Les mythes et les préjugés sur le vin sont tenaces

J’entends souvent les mêmes questions au sujet du vin. Je m’en réjouis car c’est la preuve que les consommateurs deviennent amateurs, et que les amateurs se transforment en œnophiles avertis. J’en déduis aussi que ceux qui posent des questions considèrent qu’ils n’ont pas la science infuse et qu’ils ont encore beaucoup à apprendre, une façon de voir qui fait défaut à certaines personnes… D’autant plus qu’il n’y a pas de mauvaises questions, mais hélas parfois des réponses erronées ou trompeuses. C’est sans doute pour cela qu’en matière de vin, bien des a priori subsistent. Vestiges d’une époque révolue où tradition, poésie et vieilles habitudes l’emportaient sur la science et la réalité toute simple des choses, les mythes et les préjugés ont la couenne dure.

De plus, certains pseudo connaisseurs se donnent de l’importance en se faisant passer pour des experts simplement parce qu’ils consultent tous les mois une revue spécialisée. Ce n’est pas parce que l’on a suivi un cours de dix heures sur le vin que l’on sait tout sur le sujet. Loin de là! Ces gens-là, toutefois, constituent une minorité, mais ils contribuent malgré tout, par leurs affirmations gratuites, à la propagation d’idées reçues ou inexactes. Et peut-être que le pire dans tout cela, et Dieu m’en garde, est celui qui profite de sa véritable position d’expert pour pontifier et faire croire à son auditoire qu’il détient la vérité. De tout cela, bien sûr, il faut en rire, et le rire, à toutes fins utiles, ne facilite-t-il pas la digestion ?

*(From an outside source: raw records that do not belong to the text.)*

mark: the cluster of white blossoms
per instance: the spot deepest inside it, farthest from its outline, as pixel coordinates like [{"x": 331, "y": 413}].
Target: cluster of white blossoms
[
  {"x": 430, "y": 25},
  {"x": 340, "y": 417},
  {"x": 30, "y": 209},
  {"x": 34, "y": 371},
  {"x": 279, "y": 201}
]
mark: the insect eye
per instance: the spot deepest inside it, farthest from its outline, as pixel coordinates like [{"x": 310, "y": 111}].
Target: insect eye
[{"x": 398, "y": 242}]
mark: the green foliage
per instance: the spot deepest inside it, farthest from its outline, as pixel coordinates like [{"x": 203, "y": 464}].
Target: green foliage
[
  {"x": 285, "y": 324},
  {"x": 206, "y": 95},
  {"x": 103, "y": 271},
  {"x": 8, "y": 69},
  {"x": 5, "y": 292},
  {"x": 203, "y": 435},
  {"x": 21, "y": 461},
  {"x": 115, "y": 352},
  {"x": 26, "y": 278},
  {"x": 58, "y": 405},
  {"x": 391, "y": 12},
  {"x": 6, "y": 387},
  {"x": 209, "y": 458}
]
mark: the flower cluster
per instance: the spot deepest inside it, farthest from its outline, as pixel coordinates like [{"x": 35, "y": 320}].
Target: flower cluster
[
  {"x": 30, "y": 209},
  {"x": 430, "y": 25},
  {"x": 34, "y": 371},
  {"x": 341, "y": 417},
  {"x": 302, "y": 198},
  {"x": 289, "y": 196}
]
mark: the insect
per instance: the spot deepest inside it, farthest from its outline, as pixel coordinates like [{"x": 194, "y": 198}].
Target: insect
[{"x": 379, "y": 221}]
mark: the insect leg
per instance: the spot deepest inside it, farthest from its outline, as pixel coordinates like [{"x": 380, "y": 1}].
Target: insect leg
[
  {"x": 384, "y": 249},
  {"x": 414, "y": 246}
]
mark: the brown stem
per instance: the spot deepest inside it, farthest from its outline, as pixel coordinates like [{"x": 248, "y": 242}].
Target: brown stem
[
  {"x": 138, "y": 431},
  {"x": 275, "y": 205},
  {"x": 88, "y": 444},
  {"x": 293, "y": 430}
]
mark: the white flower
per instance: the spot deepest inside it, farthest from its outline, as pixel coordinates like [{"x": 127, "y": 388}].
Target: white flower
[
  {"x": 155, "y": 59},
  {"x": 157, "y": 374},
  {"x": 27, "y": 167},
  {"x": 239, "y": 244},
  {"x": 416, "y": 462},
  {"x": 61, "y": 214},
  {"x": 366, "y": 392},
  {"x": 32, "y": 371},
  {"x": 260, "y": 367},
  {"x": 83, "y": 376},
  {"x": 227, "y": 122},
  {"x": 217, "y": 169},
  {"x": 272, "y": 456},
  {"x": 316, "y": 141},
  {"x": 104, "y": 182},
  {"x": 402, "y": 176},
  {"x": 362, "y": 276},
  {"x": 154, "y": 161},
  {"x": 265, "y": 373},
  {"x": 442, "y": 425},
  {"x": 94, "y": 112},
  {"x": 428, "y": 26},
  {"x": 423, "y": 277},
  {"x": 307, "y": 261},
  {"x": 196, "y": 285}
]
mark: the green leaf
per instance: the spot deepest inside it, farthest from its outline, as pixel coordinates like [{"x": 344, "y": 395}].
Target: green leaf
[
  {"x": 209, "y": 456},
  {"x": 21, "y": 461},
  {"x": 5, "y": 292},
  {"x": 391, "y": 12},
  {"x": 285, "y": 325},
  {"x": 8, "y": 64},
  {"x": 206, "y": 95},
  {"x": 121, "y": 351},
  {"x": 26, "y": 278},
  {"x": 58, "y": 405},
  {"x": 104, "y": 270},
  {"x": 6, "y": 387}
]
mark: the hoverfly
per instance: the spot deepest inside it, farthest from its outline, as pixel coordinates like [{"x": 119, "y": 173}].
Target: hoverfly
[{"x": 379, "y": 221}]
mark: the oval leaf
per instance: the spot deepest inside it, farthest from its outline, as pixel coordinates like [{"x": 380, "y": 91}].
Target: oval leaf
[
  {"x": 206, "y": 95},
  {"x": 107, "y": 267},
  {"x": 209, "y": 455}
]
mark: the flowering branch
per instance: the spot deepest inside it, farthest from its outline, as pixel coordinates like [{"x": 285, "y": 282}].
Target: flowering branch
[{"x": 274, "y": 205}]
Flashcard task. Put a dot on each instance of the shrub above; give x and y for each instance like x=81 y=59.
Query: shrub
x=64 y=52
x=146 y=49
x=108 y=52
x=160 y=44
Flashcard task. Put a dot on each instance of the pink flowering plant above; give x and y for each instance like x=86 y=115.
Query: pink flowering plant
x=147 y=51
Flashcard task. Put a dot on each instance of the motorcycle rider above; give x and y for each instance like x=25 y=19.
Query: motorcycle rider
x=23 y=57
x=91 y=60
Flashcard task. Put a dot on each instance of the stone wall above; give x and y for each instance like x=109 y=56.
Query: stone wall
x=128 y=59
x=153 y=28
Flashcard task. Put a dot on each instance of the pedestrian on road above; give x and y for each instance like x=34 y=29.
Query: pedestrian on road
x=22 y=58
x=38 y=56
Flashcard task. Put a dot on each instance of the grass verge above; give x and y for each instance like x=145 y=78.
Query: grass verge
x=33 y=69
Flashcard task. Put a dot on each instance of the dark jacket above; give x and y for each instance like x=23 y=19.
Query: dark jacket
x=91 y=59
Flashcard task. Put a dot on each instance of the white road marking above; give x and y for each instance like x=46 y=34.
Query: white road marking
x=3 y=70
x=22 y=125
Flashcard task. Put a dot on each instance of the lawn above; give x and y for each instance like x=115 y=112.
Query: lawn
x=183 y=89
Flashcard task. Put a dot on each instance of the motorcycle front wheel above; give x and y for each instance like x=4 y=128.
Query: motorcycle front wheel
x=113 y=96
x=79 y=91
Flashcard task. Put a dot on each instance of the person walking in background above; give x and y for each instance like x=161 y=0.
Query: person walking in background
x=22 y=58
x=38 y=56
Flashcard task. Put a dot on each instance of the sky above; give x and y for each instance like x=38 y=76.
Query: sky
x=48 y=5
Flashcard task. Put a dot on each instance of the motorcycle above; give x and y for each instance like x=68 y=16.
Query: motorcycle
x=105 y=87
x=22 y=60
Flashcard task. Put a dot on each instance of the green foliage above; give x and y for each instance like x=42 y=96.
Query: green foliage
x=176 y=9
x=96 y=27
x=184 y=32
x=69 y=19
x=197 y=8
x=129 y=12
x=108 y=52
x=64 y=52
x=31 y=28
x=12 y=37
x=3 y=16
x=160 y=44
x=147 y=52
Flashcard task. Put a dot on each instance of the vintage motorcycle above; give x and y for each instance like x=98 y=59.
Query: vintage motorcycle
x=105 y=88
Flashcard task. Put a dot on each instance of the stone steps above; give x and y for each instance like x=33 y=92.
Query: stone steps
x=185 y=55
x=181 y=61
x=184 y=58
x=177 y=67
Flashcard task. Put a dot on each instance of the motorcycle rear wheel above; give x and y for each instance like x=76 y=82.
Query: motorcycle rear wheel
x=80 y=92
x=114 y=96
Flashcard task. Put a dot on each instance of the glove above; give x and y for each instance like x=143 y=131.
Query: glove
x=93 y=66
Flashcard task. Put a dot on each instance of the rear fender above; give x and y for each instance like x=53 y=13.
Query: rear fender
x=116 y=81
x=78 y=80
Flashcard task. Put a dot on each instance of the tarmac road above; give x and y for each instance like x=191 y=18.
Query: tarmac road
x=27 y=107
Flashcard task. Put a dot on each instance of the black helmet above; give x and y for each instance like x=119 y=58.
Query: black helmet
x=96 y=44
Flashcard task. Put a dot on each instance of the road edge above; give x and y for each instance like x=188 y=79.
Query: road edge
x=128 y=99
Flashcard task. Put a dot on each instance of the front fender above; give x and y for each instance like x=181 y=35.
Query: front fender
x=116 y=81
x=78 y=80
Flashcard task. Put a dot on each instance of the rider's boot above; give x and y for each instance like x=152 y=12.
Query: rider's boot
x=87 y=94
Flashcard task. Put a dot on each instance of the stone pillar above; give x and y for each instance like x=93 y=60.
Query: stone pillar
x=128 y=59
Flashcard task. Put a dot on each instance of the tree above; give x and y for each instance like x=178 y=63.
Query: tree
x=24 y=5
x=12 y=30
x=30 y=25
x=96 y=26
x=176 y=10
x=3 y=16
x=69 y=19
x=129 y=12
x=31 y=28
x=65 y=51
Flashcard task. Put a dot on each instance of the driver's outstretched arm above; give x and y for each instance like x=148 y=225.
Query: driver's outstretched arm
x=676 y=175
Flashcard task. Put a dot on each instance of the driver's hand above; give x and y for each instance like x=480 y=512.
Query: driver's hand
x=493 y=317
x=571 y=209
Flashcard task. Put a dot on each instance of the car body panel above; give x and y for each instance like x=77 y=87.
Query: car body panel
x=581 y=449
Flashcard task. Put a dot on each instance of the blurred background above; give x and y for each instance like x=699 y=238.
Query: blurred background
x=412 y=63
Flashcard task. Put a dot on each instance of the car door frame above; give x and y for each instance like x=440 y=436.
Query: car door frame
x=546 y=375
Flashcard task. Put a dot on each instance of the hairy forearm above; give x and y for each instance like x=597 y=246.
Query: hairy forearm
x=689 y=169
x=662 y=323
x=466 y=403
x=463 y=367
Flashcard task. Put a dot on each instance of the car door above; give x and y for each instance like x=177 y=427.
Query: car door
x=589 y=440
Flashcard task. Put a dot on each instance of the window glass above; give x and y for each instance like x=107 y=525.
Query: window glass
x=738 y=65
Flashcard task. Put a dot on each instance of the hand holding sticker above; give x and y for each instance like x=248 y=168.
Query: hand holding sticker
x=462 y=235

Voici donc 2 premières questions, accompagnées de mes réponses.

1. J’ai acheté un vin qui n’est pas millésimé. Est-ce autorisé ? Et sera-t-il bon même si l’année des vendanges n’est pas mentionnée ?

R: Oui, bien sûr que c’est autorisé! La mention du millésime s’étant généralisée, on pourrait croire que c’est obligatoire, mais il n’en est rien. Aussi, votre vin peut être bon, comme il peut ne pas l’être; en fait, il faudra le goûter. Cela dit, le millésime nous renseigne sur la qualité “théorique et relative” du produit, dans la mesure où l’on connaît les caractéristiques du millésime en question. Mais il constitue la seule référence sur l’âge du vin et nous permet de déterminer le moment idéal pour le savourer et savoir combien de temps on peut le conserver.


2. Je suis un peu gêné, mais mon voisin m’a fait goûter un cabernet sauvignon fabriqué dans son sous-sol avec du concentré. Je n’en garde pas le meilleur souvenir et je me pose des questions. Qu’en pensez-vous?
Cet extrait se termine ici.